Deputy Prime Minister assures of pothole relief soon Loop Barbados

The content originally appeared on: News Americas Now

Black Immigrant Daily News

The content originally appeared on: Barbados News

Motorists can soon breathe a sigh of relief, as Government assures that more of Barbados’ pothole-riddled roads will be fixed.

Deputy Prime Minister and Minister of Transportation, Works and Water Resources, Santia Bradshaw announced that Government will be increasing the teams assigned to patch potholes islandwide.

Workers from the National Cleanup Programme, formerly the Ash Workers Programme, will be integrated into the initiative to bolster the complement.

Bradshaw was speaking at St Michael Speaks town hall meeting at Springer Memorial Secondary School on Wednesday, November 23, when she indicated that work will commence once the weather improves.

“Sometimes the teams have been setting out to be able to do with the potholes, but then the rain it comes down either before or after and completely interferes with the progress of the works. I just want to say to the public that we are mindful of the challenges. These issues have been going on for some time, but as soon as we get some dry weather, I give you the assurance that we’re increasing the number of teams that can actually do the pothole patching,” she remarked.

“We are utilising some of the workers from the Ash Worker Program, which then became the National Cleanup Programme, to help to integrate them into doing a number of these duties as well to assist the country, so I just want to give you that assurance that we are on the ball.”

The Deputy Prime Minister stated that the Ministry of Works and the Barbados Water Authority had discussions to address road reinstatement in Barbados.
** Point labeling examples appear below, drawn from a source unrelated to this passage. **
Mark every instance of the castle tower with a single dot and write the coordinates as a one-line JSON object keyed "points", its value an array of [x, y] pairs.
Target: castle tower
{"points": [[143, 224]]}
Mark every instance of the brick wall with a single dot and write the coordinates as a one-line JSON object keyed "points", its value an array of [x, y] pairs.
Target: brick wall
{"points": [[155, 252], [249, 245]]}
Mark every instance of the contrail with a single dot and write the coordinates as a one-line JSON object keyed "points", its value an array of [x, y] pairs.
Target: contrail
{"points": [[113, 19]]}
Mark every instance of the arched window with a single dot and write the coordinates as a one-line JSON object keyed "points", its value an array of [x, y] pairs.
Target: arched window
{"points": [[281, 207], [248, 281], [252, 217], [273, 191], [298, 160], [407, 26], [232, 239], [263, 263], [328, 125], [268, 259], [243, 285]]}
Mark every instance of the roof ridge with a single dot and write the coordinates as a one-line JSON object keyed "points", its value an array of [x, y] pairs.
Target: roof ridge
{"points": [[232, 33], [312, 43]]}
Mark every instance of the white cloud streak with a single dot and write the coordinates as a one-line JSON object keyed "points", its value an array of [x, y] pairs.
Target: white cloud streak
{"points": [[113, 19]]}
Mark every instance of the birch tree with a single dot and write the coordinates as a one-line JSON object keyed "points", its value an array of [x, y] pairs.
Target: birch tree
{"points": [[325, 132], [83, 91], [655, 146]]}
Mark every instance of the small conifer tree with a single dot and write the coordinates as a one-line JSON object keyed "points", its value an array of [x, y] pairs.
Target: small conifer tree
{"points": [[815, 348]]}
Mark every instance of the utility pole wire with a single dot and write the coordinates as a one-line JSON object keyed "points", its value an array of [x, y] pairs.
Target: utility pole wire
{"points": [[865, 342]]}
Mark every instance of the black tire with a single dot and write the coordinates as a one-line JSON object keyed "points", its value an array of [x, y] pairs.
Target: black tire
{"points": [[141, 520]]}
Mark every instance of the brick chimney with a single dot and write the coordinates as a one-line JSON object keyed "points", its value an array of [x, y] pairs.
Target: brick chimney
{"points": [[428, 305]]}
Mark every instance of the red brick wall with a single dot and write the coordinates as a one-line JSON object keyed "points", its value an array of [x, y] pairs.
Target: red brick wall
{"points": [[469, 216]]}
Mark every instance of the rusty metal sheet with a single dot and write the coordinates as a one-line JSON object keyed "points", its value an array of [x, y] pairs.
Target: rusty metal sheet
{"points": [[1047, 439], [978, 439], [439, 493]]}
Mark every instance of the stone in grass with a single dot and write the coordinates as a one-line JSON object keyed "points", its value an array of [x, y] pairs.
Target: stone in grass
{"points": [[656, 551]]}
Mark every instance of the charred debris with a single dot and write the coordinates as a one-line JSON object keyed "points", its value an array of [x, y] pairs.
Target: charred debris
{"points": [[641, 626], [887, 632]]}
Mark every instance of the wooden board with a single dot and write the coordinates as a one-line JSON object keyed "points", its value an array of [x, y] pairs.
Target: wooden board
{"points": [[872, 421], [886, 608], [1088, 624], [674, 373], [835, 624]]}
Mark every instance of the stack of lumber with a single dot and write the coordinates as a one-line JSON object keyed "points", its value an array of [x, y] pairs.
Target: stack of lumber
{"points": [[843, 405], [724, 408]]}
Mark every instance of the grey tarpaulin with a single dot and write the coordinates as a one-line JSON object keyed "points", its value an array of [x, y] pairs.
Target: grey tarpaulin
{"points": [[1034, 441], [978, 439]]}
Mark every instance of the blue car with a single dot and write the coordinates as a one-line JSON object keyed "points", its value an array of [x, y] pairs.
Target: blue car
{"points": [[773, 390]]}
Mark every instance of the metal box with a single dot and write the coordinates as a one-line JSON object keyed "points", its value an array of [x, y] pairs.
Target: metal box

Therefore, going forward after after conducting a repair, the team will assess the entire road.

“We had a joint meeting to be able to deal not only with the potholes, but to look at road reinstatement generally, because a lot of people were complaining that the road gets dug up and then you know months later, years later, nobody has come back to be able to fix it.

“So we’ve agreed in principle that there are some aspects that the MTW will obviously deal with in terms of reinstatement. That means as well that if we see potholes along the same road, that we’re not just going in to fix the areas where BWA was in to repair but it means that the team has to obviously look at the entire road and to be able to address the concerns of the residents in those areas,” she explained.